Мелани не совсем поверила ему. Она никогда не задумывалась о том, кто сколько здесь зарабатывает, даже ее собственная служанка.
– А сколько получает Фелиса? – спросила ока.
– Тебе бы следовало спросить у моей матери. Я уверен, Фелиса получает меньше, чем моя секретарша, но не забывай, что у прислуги есть еще стол и постель. А это очень неплохое и удобное соглашение.
Мелани не понравились рассуждения Диего: это прозвучало так, что подобные условия найма дешевле и выгодней для работодателей, но Мелани не хотела менять тему разговора.
– Почему я не могу быть твоей секретаршей? – настаивала она.
– Потому что Мирна нуждается в работе, а ты нет. Ее муж мало зарабатывает, и у них двое детей. Ты же не хочешь, чтобы я уволил ее? – спросил Диего.
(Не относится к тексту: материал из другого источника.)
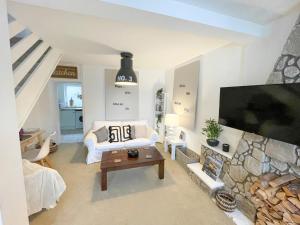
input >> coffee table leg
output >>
[101,169,107,191]
[158,160,165,179]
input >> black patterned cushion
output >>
[93,127,108,143]
[108,126,122,143]
[122,125,132,141]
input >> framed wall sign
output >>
[173,61,200,129]
[105,69,139,121]
[51,66,78,79]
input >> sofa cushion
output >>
[95,141,125,151]
[93,126,108,143]
[122,125,132,141]
[93,121,122,130]
[124,138,151,148]
[134,125,147,138]
[108,126,122,143]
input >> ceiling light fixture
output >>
[115,52,137,86]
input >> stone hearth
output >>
[222,16,300,219]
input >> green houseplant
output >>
[202,119,223,147]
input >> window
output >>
[58,83,82,107]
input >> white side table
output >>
[164,137,186,160]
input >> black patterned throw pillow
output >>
[122,125,132,141]
[108,126,122,143]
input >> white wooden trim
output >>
[201,141,234,159]
[187,163,224,190]
[11,34,39,64]
[14,42,49,87]
[8,20,26,38]
[16,49,62,128]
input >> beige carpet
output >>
[30,144,234,225]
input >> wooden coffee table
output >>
[100,147,165,191]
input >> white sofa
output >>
[84,120,159,164]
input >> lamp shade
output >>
[115,52,137,86]
[165,113,179,127]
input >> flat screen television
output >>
[219,83,300,146]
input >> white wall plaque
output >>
[105,69,139,121]
[173,61,200,129]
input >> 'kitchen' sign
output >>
[52,66,78,79]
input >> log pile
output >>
[250,173,300,225]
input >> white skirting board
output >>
[187,163,224,190]
[225,209,253,225]
[60,134,83,143]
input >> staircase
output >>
[8,15,61,128]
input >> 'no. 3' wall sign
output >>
[51,66,78,79]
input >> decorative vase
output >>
[216,190,237,212]
[223,144,230,152]
[206,139,219,147]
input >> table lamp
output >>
[165,113,179,139]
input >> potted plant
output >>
[202,119,223,147]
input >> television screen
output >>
[219,83,300,146]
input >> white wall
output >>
[166,11,299,155]
[166,45,242,152]
[82,65,165,132]
[0,0,28,225]
[82,65,105,133]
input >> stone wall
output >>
[223,16,300,219]
[200,145,231,179]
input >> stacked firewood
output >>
[250,173,300,225]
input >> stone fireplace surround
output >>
[206,16,300,220]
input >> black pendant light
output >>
[115,52,137,86]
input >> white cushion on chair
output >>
[95,141,125,150]
[22,148,41,162]
[124,138,151,148]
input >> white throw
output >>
[23,159,66,215]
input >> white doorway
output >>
[57,83,83,143]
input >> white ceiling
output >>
[8,0,300,69]
[176,0,300,24]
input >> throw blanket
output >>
[23,159,66,215]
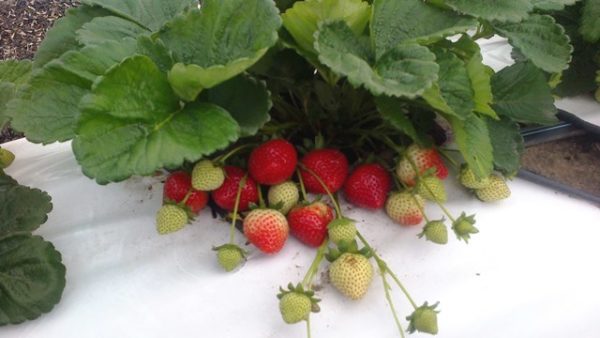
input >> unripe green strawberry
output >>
[452,212,479,243]
[327,218,357,244]
[279,292,312,324]
[417,176,448,203]
[459,166,490,189]
[385,191,425,225]
[475,175,510,202]
[213,244,245,272]
[0,148,15,169]
[419,220,448,244]
[192,160,225,191]
[267,181,300,215]
[329,252,373,300]
[156,204,188,235]
[406,302,438,334]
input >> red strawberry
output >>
[185,189,208,214]
[163,171,192,203]
[300,149,348,194]
[287,202,333,247]
[212,166,258,211]
[344,164,392,209]
[244,209,289,254]
[396,144,448,186]
[248,139,298,185]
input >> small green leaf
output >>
[579,0,600,43]
[7,39,136,144]
[159,0,281,101]
[0,181,52,237]
[281,0,371,55]
[0,60,31,130]
[370,0,477,57]
[0,234,65,326]
[531,0,579,11]
[82,0,198,32]
[492,62,557,124]
[485,117,523,176]
[375,96,424,144]
[77,16,151,46]
[494,14,573,73]
[315,21,438,98]
[448,114,494,177]
[445,0,533,22]
[73,56,239,184]
[202,75,272,136]
[423,48,475,119]
[33,5,110,68]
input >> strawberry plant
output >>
[0,0,584,335]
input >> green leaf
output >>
[7,39,135,144]
[492,62,557,124]
[485,117,523,176]
[159,0,281,101]
[82,0,198,32]
[445,0,533,22]
[202,76,272,136]
[73,56,239,184]
[579,0,600,42]
[375,96,424,145]
[315,21,438,98]
[448,114,494,177]
[530,0,579,11]
[494,14,573,73]
[33,5,110,68]
[0,181,52,237]
[371,0,477,57]
[77,16,151,46]
[281,0,371,54]
[0,234,66,326]
[423,48,475,120]
[453,35,498,119]
[0,60,31,130]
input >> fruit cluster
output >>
[157,139,510,334]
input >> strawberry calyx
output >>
[406,302,439,334]
[452,212,479,243]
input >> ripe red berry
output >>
[300,149,348,194]
[344,164,392,209]
[287,202,333,247]
[163,171,192,203]
[212,166,258,211]
[248,139,298,185]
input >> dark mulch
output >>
[0,0,77,143]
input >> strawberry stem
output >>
[296,169,308,201]
[356,231,418,310]
[377,264,404,338]
[214,144,255,163]
[229,174,248,244]
[298,163,343,219]
[302,239,329,290]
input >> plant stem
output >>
[302,239,329,290]
[296,169,308,201]
[229,174,248,244]
[298,163,342,219]
[377,264,404,338]
[356,232,418,309]
[215,144,255,163]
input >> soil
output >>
[0,0,600,196]
[521,135,600,196]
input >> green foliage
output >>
[0,171,65,326]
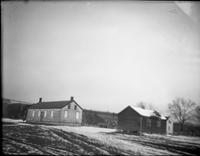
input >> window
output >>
[38,111,40,117]
[44,111,47,117]
[147,119,151,127]
[51,111,53,118]
[64,111,68,118]
[157,120,161,127]
[32,111,35,117]
[76,112,79,119]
– Не глупи, – не унималась Мелани, не желая мириться с его легкомысленными замечаниями о служанках и чрезмерной заботой о секретарше. Не знай она Мирны, в ее душу закралась бы ревность. Но Мирна была невысокой, полненькой и абсолютно не могла привлекать Диего.
– Это звучит так, будто ты не хочешь, чтобы мы работали вместе, – пошутила Мелани.
– Это не так, – ответил Диего чересчур быстро, в чем не было необходимости, и заметил удивление в глазах Мелани. – Ты права, – согласился он, – тебе нужно чем-то заниматься, но работать со мной – это не самая лучшая идея. Офис небольшой, а мой отец очень требователен, что тебе вряд ли понравится. Это создаст лишние проблемы, Мелани.
Она понимала Диего, но ее сбил с толку его резкий ответ, незачем оправдываться, искать веские аргументы, если он не хочет быть с ней весь день, и уж тем более незачем из-за этого ссориться. В детстве ее пугали крики родителей друг на друга, и ей хотелось, чтобы в ее собственном замужестве всегда царило взаимопонимание.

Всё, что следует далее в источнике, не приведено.